Is this expected behavior? Looks like * is sometimes 'greedy', sometimes not. (Comparing 4 and 5) Thank you for any hints.
Christoph
This behavior is squeakish, other Smalltalk match differently:
VW: '**' match: 'e'. "true" gst: '**' match: 'e'. "true"
Anyway, this pattern matching is limited. How do you match a '*' itself? I thought your example might be interpreted as an escape sequence, but no, there is no escape in this simple matching.
'**' match: '*'. "false" '*' match: '*'. "false"
Try VBregex or another regex package.
Nicolas
Ch Lamprecht a écrit :
Hello,
I found the following results for some expressions using #match:
'e' match: 'e'. "true" '*' match: 'e'. "true" '#' match: 'e'. "true"
'*e' match: 'e'. "true" '*#' match: 'e'. "false" '**' match: 'e'. "false"
'*' match: ''. "true" '**' match: ''. "false"
Is this expected behavior?
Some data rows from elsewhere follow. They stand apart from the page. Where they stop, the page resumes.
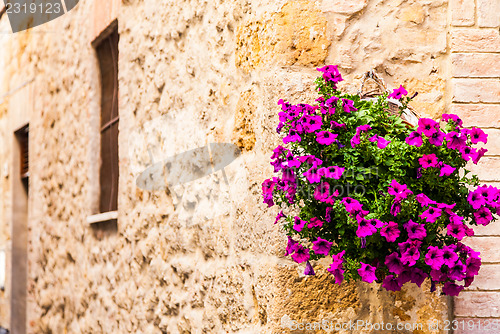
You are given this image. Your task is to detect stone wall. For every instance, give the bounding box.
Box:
[0,0,492,333]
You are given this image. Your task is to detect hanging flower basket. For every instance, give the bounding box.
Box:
[262,66,494,295]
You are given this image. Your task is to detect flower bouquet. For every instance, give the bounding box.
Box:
[262,66,494,295]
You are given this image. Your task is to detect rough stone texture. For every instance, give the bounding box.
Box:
[451,53,500,78]
[451,104,500,128]
[450,0,476,26]
[477,0,500,28]
[451,29,500,52]
[455,291,500,318]
[0,0,458,334]
[453,79,500,103]
[456,318,500,334]
[467,264,500,290]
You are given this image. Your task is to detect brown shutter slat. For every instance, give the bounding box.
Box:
[96,28,119,212]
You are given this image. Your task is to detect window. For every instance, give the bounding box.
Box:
[95,24,119,213]
[15,125,30,192]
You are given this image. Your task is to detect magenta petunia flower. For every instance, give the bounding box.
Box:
[415,193,437,207]
[382,275,401,291]
[429,130,445,146]
[448,260,465,281]
[293,217,307,232]
[465,255,481,276]
[443,282,464,296]
[439,164,456,177]
[304,167,321,183]
[418,153,439,168]
[442,245,458,268]
[446,131,467,150]
[467,127,488,144]
[285,237,298,256]
[303,115,323,133]
[297,155,323,167]
[283,129,301,144]
[446,223,466,240]
[410,268,427,288]
[417,118,439,137]
[405,131,423,147]
[472,147,488,165]
[388,85,408,100]
[316,131,338,145]
[313,237,333,256]
[419,206,443,223]
[291,245,310,263]
[368,135,391,149]
[387,180,413,202]
[317,65,344,87]
[398,240,422,267]
[274,210,286,224]
[459,146,478,161]
[404,219,427,240]
[342,99,358,113]
[358,262,377,283]
[380,222,401,242]
[304,261,316,275]
[429,269,447,282]
[384,252,404,275]
[314,182,330,202]
[425,246,444,270]
[318,166,345,180]
[474,206,493,226]
[441,114,463,126]
[356,218,377,238]
[307,217,323,228]
[467,191,486,210]
[330,121,346,129]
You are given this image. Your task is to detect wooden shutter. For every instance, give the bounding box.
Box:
[96,28,119,212]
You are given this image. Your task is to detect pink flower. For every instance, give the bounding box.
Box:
[342,99,358,113]
[439,164,456,177]
[474,206,493,226]
[388,85,408,100]
[307,217,323,228]
[313,238,333,255]
[380,222,401,242]
[405,131,423,147]
[425,246,444,270]
[316,131,338,145]
[356,218,377,238]
[293,217,307,232]
[368,135,391,149]
[404,219,427,240]
[415,193,437,207]
[358,262,377,283]
[429,130,444,146]
[418,154,439,168]
[419,206,443,223]
[291,245,310,263]
[384,252,404,275]
[304,261,315,275]
[446,131,467,150]
[417,118,439,137]
[318,166,345,180]
[467,127,488,144]
[472,147,488,165]
[459,146,478,161]
[446,222,466,240]
[441,114,462,126]
[443,282,464,296]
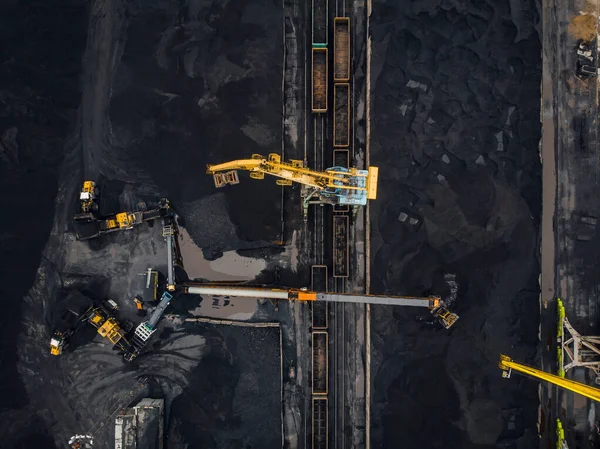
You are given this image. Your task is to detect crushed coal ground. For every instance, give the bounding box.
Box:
[371,0,541,448]
[0,0,541,448]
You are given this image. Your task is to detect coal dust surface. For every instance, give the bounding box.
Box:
[0,0,283,448]
[370,0,541,449]
[169,324,282,449]
[107,0,283,254]
[0,0,87,448]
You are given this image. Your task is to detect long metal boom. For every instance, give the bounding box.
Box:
[498,354,600,402]
[184,284,428,308]
[184,284,458,329]
[206,153,379,199]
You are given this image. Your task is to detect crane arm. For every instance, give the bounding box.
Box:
[206,159,266,175]
[184,284,458,329]
[498,354,600,402]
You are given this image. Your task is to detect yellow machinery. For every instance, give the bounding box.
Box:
[498,355,600,402]
[183,284,458,329]
[79,181,98,214]
[73,198,173,240]
[105,212,142,231]
[206,153,379,206]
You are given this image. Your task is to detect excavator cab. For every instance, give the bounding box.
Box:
[213,170,240,188]
[431,300,458,329]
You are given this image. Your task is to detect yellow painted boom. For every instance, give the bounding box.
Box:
[498,355,600,402]
[206,153,379,193]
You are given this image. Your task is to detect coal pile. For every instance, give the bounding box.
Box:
[104,0,283,254]
[0,0,87,448]
[371,0,541,448]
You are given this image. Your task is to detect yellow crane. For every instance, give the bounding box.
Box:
[183,283,458,329]
[498,354,600,402]
[206,153,379,206]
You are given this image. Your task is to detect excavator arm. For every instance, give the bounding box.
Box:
[206,157,265,175]
[498,354,600,402]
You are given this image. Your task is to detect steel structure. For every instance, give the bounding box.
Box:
[183,284,458,329]
[557,298,600,384]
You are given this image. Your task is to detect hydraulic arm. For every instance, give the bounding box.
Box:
[184,284,458,329]
[498,355,600,402]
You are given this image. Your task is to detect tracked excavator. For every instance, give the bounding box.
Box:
[73,198,171,240]
[206,153,379,206]
[50,294,136,360]
[183,284,458,329]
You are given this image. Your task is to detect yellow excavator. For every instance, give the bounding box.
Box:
[206,153,379,206]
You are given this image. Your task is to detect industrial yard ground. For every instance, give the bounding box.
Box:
[0,0,599,449]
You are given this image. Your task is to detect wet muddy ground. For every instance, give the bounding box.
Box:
[371,1,541,448]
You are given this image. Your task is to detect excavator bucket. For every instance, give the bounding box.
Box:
[431,302,458,329]
[367,166,379,200]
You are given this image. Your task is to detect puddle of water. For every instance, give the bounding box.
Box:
[179,228,267,320]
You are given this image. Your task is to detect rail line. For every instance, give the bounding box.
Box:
[332,278,347,449]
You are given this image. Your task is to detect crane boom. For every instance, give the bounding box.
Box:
[498,354,600,402]
[206,153,379,204]
[183,284,458,329]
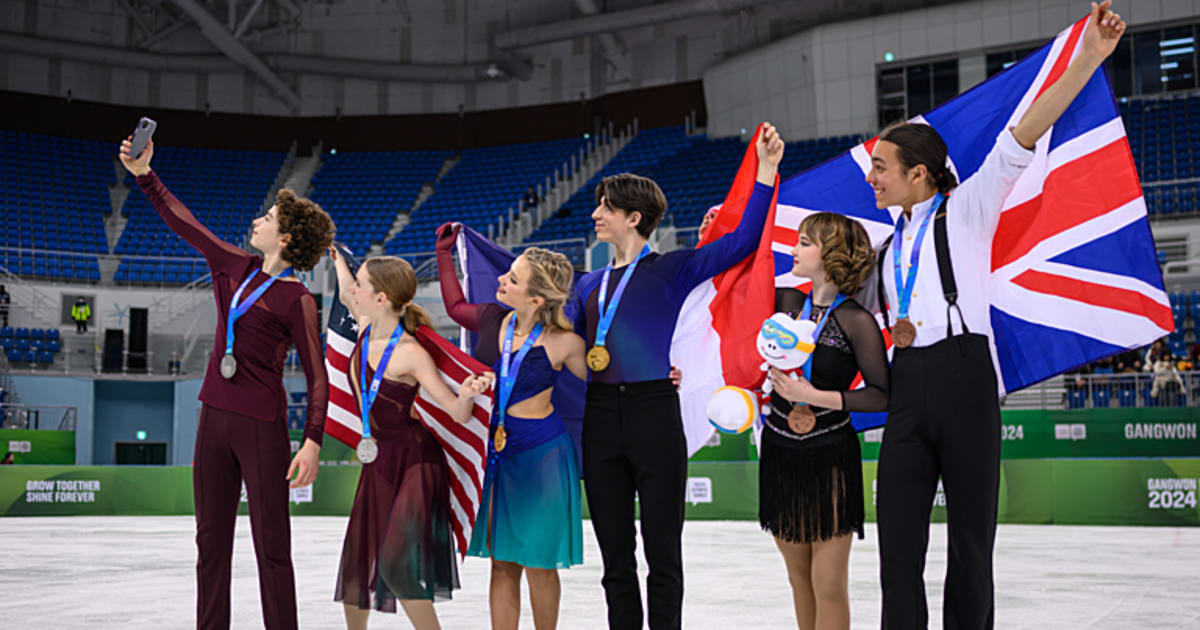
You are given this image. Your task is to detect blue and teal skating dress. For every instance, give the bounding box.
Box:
[467,346,583,569]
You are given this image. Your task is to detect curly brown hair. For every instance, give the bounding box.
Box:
[275,188,337,271]
[596,173,667,239]
[799,212,875,295]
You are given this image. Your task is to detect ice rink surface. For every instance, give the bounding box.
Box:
[0,516,1200,630]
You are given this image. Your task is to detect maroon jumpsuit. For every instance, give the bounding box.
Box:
[138,173,329,630]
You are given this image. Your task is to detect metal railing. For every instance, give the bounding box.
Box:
[0,403,79,431]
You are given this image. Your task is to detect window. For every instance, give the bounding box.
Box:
[877,59,959,127]
[985,48,1037,77]
[986,24,1198,97]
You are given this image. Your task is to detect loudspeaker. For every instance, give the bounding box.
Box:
[125,308,150,372]
[130,308,150,353]
[100,328,125,372]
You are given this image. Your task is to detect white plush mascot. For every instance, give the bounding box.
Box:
[704,313,816,433]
Looks like * is sometimes 'greedy', sometimes not. (Comparing 4 and 5) Thank you for any hints.
Christoph
nicolas cellier wrote:
This behavior is squeakish, other Smalltalk match differently:
VW: '**' match: 'e'. "true" gst: '**' match: 'e'. "true"
Anyway, this pattern matching is limited. How do you match a '*' itself? I thought your example might be interpreted as an escape sequence, but no, there is no escape in this simple matching.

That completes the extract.